It’s a fairly uneventful day in the broader markets compared to the last three. That type of breather is a good time to check in on some trades that may be benefitting (or protecting against) the volatility we are seeing. I wanted to specifically look at an Apple (AAPL) hedge, as well as a portfolio hedge using the QQQ we’ve featured on the site in the past few weeks. The first was a hedge for those long AAPL stock into Q1 earnings, reported Feb 1st. Here was the original hedge:
VS 100 SHARES OF AAPL ($167.25) BUY THE FEB16TH 180 CALL 165/155 PUT SPREAD COLLAR FOR $2
- Sell 1 Feb16th 180 call at 1.10
Buy 1 Feb16th 165 put for 4.20
Sell 1 Feb16th 155 put at 1.10
The stock fell following earnings and when it was 163 and the hedge was worth 3.20 we had this to say:
Because this is a hedge with an opportunity to save up to $8 on a continued decline I think the best course of action is to stay with it. The short 180 calls are now worth just .20 and can be closed. Below here in the stock, $160 looks like the next support level and the hedge can be re-assessed there. If the stock were unable to hold there $155 very much looks in play.
After that update the market tanked and AAPL got as low as 155 on Monday, but only for a second into the close and on the open the next day. When stocks rebounded on Tuesday this was back towards 160. And it got as high as 163 into yesterday’s close. Today it’s back to about 160 so let’s try to get our bearings.

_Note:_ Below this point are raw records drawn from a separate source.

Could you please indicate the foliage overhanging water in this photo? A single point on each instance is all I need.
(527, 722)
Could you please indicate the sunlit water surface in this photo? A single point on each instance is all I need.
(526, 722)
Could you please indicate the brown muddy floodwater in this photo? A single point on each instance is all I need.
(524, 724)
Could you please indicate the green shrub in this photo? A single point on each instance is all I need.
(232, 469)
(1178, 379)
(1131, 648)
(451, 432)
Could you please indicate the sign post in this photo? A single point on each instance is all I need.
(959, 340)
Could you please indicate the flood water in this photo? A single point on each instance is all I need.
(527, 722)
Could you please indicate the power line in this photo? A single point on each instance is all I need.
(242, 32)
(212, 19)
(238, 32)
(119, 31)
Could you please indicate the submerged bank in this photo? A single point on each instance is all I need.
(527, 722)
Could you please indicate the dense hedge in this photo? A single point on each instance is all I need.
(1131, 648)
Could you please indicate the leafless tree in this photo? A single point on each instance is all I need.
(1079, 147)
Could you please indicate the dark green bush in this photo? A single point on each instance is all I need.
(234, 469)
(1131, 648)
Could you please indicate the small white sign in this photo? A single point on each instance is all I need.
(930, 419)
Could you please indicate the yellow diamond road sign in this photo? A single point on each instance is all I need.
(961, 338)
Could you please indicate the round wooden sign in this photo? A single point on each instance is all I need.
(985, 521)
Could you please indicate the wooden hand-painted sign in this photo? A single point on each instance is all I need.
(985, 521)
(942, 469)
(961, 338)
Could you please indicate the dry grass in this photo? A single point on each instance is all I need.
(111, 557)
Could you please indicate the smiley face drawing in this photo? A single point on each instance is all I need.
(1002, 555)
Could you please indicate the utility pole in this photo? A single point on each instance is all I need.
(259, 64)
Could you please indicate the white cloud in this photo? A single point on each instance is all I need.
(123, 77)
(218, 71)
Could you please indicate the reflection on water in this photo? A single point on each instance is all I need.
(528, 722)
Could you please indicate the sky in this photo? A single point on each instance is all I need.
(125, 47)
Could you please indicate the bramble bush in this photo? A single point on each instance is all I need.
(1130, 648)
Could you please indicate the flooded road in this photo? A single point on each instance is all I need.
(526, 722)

With the stock 160 this hedge is worth about 4.50. That means it’s counteracted about 2.50 of the decline for long stockholders. With the markets still a bit shaky I think it makes sense to keep this on with next Friday as expiration. The reason is that it can protect for the next $5 lower on a one to one basis. And since we saw that $155 trade during the other day’s selloff, it could happen again in the next week and a half if the market wants to retest those lows. At some point if the stock hangs on and is above 160 it may make sense to roll, but not yet.

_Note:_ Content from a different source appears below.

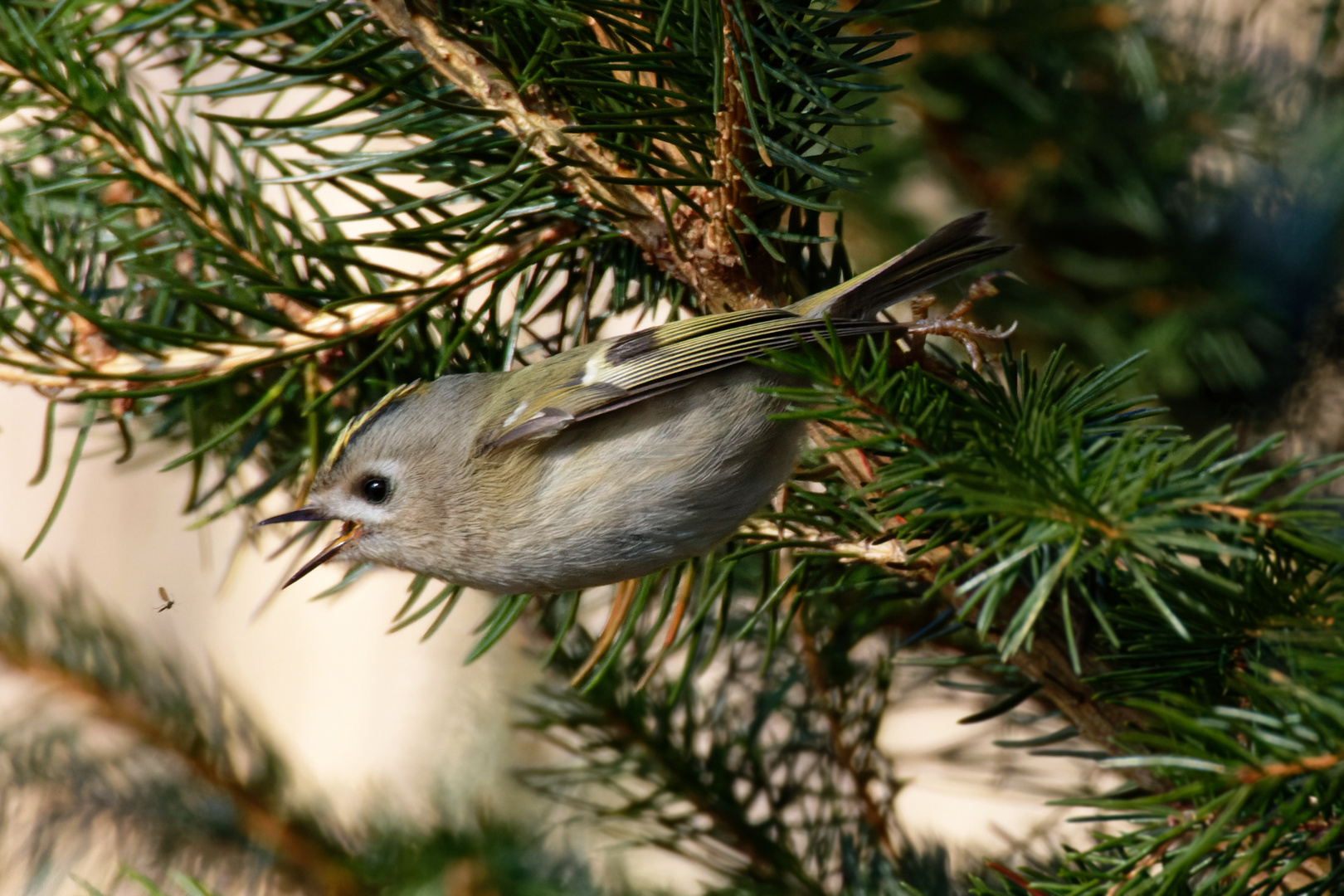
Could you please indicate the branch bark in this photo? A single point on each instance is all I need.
(713, 270)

Next, let’s check in on the QQQ. I actually provided an update on this trade right before the market tanked on Monday. Here was the original trade idea, from Jan 24th:
Portfolio hedge or outright bearish:
Buy the QQQ (168.70) Feb16th 167/157 put spread for 1.90
- Buy 1 Feb 167 put for 2.30
- Sell 1 Feb 157 put at .40
With the QQQ lower on Monday at 163.20 (but right before things got wild) and this QQQ put spread worth 3.25 I posted an update basically saying the near-term nature of this trade was best suited for the uptick in vol:
But should the market continue lower this week, this put spread as is will give you the most bang for your buck as a hedge or outright bearish position. The put spread is short more than 50 deltas here and that will continue to pick up (become even more bearish) as long as the QQQ is around this level or lower.

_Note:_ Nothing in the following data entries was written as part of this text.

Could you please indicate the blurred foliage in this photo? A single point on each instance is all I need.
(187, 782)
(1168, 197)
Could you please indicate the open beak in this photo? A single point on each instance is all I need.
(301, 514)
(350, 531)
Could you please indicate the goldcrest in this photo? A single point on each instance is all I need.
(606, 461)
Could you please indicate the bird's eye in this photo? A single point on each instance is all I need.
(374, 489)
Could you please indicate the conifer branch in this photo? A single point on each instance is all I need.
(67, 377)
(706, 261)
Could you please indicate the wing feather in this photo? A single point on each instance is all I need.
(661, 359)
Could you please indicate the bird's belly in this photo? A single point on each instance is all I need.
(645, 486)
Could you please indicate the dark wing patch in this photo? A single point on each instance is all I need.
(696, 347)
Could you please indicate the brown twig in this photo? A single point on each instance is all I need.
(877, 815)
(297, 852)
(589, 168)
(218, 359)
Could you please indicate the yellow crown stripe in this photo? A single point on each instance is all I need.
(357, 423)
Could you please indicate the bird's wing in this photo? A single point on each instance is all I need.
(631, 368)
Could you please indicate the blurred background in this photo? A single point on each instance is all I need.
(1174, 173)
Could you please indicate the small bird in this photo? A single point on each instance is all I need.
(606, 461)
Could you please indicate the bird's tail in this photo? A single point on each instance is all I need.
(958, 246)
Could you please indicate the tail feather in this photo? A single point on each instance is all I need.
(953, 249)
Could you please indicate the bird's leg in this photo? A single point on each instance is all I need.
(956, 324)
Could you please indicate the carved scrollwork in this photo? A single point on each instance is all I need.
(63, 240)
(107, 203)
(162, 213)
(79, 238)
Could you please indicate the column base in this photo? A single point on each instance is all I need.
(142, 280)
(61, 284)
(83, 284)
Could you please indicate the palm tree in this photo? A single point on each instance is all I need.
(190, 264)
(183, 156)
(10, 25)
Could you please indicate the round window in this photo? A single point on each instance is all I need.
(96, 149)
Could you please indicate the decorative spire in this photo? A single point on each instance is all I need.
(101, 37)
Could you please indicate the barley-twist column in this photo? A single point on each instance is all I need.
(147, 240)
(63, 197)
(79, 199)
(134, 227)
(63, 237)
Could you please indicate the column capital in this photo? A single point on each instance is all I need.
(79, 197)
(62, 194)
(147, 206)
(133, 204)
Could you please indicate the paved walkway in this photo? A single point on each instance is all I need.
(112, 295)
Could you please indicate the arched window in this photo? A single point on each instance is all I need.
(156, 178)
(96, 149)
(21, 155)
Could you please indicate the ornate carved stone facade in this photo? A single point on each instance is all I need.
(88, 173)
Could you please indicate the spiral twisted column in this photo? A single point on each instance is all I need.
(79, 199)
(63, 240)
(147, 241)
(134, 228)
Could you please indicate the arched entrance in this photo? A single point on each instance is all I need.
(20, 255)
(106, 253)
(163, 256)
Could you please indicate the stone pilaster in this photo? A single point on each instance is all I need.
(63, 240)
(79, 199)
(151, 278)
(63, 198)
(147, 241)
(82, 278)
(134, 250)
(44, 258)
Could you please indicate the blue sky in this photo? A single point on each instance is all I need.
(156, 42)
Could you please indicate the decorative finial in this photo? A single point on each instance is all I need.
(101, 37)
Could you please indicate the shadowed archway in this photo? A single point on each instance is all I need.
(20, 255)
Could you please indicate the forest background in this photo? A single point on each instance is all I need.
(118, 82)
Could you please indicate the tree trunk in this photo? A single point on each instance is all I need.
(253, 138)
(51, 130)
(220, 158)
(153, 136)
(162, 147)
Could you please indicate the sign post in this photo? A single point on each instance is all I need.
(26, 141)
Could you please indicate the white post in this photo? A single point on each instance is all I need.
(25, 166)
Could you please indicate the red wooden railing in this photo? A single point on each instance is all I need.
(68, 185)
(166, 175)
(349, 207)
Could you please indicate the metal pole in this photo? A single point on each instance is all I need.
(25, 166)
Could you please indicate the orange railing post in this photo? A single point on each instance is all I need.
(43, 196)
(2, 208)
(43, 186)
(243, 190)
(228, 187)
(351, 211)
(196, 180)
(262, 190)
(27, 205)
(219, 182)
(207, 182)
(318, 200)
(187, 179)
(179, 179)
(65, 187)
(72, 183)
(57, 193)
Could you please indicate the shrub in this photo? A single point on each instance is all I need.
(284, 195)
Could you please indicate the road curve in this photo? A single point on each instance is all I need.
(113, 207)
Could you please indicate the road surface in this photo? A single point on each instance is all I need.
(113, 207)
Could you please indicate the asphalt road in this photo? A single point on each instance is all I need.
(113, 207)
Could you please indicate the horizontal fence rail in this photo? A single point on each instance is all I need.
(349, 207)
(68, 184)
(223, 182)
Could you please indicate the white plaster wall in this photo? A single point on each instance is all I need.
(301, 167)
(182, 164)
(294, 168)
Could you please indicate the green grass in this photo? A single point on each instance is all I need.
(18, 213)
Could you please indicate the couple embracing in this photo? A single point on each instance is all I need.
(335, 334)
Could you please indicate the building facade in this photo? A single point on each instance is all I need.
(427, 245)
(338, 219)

We’re seeing the potential volatility that this trade idea was looking for right now. Therefore it has an ideal expiration (next Friday) to take advantage of that
The market then tanked after the post and the QQQ got as low as $156 (but like AAPL, only briefly). Now with the QQQ at 161 this trade is worth about 4.50. Like AAPL I think it makes sense to be patient here before taking this trade-off or rolling. If the market retests its Monday lows it’s likely to do that in the next week and a half. This trade is perfectly positioned for that. If the worst truly is behind us then that will become pretty obvious and this can be closed or rolled with the QQQ here or slightly higher before it expires. The breakeven on this trade is up near 165 so there is some room to get out higher and still make money on the trade, but the risk down in the market is the important thing right now, and this trade is well positioned for that until next Friday.